Tijdens de mondelinge behandeling op 14 mei 2025 is [gedaagde] niet verschenen, terwijl [eiseres] werd bijgestaan door haar gemachtigde, mr. A.E. Heezius. [gedaagde] heeft de aansprakelijkheid voor de schade erkend, maar betwist de hoogte van de schadevergoeding. De kantonrechter heeft vastgesteld dat [gedaagde] onvoldoende onderbouwing heeft gegeven voor haar betwisting van het schadebedrag en heeft geoordeeld dat [gedaagde] € 5.718,29 aan schadevergoeding aan [eiseres] moet betalen.
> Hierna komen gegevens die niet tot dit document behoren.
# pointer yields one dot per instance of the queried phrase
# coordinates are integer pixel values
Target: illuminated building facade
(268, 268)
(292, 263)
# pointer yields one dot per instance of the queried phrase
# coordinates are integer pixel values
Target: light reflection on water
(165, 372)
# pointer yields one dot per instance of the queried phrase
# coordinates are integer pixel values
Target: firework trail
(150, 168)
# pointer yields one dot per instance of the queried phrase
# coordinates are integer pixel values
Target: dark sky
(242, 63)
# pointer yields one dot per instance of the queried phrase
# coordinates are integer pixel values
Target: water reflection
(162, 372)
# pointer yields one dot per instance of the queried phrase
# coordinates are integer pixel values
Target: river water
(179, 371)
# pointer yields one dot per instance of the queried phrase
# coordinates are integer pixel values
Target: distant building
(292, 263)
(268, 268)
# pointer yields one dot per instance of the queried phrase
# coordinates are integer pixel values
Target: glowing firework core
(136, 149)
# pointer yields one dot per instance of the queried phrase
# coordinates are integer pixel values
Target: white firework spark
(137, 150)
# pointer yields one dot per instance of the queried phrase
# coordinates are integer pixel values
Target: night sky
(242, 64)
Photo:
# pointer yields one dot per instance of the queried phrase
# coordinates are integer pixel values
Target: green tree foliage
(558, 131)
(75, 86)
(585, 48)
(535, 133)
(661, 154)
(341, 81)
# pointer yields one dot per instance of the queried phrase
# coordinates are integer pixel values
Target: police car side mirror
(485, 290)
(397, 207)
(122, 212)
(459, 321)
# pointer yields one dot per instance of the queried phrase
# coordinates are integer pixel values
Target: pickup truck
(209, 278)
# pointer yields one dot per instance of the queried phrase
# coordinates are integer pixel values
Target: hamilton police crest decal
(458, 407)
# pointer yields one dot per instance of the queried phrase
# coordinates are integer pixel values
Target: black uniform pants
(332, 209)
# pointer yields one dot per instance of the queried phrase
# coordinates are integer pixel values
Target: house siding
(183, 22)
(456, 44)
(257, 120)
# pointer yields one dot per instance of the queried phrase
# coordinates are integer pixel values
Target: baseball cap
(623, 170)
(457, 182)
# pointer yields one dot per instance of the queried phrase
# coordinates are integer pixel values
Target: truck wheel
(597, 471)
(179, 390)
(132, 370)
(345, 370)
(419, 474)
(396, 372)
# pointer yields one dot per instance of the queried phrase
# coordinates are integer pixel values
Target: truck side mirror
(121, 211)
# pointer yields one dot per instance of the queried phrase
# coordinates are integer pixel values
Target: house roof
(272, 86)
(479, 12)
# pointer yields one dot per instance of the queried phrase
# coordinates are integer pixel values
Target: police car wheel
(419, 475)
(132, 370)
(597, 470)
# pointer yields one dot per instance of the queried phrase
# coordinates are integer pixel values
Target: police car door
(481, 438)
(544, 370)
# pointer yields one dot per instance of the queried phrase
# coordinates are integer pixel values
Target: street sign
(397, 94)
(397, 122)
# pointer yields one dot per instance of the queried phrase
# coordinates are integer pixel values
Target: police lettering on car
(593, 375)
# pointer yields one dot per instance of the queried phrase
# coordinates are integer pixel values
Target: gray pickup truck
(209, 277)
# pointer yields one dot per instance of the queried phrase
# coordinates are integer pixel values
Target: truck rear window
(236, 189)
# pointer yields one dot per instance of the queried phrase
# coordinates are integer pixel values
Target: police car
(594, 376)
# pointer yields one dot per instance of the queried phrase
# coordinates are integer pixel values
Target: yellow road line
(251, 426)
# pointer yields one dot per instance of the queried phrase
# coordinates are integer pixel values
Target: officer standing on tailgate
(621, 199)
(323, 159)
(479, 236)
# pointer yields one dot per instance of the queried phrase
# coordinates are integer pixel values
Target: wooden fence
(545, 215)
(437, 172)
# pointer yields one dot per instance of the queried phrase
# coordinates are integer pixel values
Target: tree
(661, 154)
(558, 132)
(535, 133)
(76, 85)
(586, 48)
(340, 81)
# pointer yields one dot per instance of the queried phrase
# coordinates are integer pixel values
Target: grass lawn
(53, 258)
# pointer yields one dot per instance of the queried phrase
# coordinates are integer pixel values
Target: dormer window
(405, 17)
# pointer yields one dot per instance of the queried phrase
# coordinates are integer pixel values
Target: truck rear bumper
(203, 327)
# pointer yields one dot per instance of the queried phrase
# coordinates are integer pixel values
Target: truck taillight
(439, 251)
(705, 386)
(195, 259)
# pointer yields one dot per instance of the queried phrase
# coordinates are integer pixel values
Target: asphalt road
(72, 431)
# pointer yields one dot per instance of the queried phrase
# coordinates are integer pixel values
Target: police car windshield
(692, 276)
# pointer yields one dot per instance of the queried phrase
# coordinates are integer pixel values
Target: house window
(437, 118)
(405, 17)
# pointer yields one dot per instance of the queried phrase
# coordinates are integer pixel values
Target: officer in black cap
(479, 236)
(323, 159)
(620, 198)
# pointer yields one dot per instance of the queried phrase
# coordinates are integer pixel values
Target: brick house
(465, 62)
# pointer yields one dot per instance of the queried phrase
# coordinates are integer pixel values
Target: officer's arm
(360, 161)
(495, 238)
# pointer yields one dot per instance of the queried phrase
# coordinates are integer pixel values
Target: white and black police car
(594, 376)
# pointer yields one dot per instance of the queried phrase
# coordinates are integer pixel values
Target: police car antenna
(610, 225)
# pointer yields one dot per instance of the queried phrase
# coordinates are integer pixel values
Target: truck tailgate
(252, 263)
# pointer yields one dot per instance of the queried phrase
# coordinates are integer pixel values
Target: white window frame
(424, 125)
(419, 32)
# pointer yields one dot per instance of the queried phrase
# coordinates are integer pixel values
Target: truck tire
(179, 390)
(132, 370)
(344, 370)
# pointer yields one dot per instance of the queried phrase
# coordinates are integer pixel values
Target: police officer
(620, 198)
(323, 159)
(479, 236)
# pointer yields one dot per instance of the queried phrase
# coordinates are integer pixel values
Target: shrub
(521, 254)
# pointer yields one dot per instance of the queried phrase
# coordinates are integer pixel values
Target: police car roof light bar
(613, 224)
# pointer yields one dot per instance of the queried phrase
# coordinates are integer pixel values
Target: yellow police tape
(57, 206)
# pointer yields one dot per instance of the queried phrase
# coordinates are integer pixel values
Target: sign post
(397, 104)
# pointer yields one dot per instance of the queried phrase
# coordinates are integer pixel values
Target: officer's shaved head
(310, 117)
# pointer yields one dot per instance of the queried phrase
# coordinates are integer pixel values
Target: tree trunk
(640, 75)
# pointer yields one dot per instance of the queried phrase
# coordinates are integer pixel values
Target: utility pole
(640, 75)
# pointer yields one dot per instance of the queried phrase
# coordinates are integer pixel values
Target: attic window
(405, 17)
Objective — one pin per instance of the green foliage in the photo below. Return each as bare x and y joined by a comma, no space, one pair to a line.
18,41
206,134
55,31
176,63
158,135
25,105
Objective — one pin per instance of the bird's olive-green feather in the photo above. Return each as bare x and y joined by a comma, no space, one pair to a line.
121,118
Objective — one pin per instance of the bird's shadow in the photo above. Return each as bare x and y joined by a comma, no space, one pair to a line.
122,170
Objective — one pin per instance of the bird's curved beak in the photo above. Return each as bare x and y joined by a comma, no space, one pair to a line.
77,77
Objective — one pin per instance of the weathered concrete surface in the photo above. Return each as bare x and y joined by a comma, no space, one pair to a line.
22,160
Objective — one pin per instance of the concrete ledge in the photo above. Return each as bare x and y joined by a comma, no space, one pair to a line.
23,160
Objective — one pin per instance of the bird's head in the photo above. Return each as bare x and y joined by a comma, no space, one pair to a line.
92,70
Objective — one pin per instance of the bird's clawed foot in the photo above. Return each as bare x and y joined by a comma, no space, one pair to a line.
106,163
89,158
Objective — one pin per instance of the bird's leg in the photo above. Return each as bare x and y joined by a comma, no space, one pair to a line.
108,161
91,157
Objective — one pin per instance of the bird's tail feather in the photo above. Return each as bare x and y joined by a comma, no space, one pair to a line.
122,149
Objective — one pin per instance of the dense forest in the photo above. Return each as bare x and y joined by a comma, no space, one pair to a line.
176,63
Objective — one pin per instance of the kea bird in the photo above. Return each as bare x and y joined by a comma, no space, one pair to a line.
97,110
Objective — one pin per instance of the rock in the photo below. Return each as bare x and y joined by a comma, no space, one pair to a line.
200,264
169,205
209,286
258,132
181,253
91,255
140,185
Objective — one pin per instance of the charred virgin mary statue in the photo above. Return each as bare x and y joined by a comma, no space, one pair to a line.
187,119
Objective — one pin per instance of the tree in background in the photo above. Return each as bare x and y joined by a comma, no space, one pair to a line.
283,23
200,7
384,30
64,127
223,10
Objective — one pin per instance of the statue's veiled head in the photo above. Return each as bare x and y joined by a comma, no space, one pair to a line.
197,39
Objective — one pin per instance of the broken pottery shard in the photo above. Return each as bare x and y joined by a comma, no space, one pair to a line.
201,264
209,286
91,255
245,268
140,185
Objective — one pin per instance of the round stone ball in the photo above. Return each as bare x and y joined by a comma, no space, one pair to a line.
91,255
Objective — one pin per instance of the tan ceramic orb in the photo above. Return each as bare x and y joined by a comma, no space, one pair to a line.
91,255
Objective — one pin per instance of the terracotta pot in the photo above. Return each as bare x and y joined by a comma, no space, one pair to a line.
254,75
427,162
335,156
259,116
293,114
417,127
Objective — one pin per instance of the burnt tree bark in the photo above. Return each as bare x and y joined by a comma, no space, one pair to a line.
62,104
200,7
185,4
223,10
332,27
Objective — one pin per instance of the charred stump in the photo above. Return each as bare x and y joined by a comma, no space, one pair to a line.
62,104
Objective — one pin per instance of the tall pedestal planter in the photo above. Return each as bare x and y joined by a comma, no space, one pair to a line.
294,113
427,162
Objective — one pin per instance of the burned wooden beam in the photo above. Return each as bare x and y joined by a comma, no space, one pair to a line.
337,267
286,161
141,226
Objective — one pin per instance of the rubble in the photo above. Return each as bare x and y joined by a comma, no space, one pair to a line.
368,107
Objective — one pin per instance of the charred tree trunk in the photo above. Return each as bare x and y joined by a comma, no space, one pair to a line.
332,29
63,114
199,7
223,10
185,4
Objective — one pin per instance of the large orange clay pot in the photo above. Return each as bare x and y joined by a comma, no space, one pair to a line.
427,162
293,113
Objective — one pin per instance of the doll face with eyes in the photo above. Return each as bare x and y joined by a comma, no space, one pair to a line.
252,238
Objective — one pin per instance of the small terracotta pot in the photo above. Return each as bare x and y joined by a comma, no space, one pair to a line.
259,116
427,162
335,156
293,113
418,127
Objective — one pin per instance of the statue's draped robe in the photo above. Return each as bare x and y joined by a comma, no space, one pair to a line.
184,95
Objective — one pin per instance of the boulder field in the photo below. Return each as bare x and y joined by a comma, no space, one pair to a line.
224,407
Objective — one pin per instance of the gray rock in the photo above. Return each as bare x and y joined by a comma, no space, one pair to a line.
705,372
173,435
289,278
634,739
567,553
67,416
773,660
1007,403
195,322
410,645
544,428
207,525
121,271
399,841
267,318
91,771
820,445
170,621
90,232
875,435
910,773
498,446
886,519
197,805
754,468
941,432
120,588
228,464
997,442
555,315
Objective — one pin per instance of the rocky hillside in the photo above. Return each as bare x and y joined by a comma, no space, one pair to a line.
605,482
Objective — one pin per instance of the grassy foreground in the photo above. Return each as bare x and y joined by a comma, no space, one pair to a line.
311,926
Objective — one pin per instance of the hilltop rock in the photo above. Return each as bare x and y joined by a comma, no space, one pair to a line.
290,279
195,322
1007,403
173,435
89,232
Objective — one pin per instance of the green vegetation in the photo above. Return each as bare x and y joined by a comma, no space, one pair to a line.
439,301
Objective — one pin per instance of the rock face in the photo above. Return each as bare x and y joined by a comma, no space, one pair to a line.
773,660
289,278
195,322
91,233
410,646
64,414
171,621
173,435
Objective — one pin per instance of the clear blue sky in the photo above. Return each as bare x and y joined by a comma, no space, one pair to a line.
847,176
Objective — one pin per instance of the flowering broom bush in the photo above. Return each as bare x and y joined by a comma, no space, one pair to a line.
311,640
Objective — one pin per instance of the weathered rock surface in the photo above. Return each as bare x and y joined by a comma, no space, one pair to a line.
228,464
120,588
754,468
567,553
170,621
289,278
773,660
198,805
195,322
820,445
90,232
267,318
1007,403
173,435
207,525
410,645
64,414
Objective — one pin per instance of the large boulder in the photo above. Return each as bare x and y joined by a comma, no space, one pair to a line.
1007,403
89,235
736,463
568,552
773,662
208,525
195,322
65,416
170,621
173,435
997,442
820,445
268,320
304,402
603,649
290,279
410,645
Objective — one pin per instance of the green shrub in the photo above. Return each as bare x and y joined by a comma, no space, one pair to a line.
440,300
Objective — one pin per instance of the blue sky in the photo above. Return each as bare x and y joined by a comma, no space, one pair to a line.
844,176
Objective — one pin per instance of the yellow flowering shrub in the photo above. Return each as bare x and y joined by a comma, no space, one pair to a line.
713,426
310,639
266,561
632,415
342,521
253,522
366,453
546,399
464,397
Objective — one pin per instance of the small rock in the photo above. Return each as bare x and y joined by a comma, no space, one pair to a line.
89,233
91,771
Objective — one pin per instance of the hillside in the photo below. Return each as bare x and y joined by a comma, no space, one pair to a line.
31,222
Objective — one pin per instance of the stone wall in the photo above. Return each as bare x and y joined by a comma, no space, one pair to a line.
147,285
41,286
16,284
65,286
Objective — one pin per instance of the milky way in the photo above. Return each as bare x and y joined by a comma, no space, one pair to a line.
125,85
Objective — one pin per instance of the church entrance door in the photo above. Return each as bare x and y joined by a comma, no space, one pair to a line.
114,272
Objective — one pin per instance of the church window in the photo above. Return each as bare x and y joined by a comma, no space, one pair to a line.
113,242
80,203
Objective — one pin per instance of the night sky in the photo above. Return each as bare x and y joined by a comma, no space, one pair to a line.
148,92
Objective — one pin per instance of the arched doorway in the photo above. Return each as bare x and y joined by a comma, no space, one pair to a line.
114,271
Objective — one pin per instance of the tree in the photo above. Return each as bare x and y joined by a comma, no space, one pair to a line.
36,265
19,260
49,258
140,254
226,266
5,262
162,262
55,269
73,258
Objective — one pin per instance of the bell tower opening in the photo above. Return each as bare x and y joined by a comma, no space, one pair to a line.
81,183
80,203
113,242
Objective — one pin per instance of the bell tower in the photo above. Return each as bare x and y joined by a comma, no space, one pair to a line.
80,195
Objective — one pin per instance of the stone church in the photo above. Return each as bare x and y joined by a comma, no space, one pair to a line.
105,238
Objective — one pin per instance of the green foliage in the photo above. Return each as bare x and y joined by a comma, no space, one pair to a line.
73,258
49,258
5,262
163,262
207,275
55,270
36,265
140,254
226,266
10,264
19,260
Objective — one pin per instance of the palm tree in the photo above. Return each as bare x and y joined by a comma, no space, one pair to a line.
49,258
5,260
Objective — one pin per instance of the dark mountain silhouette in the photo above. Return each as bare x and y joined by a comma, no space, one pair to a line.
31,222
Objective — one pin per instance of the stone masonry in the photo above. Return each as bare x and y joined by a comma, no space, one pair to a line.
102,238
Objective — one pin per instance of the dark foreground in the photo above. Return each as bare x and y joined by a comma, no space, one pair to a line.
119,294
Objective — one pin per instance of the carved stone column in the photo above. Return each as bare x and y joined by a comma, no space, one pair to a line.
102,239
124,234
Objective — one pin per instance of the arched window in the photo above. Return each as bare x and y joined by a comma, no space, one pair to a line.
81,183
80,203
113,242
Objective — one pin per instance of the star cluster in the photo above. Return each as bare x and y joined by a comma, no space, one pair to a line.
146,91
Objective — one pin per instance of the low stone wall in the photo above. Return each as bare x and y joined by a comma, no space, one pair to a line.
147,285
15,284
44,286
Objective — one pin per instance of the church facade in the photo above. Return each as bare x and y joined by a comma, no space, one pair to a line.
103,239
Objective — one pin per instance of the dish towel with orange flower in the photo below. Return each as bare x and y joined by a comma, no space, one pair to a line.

Daarnaast zijn buitengerechtelijke incassokosten van € 700,00 en wettelijke rente toegewezen, waardoor het totaalbedrag op € 6.903,20 komt.
De kantonrechter heeft ook geoordeeld dat [gedaagde] in de proceskosten moet worden veroordeeld, omdat zij in het ongelijk is gesteld. De proceskosten zijn begroot op € 1.063,22. Het vonnis is uitvoerbaar bij voorraad verklaard, wat betekent dat [gedaagde] de veroordelingen moet nakomen, ook als zij in beroep gaat tegen de uitspraak.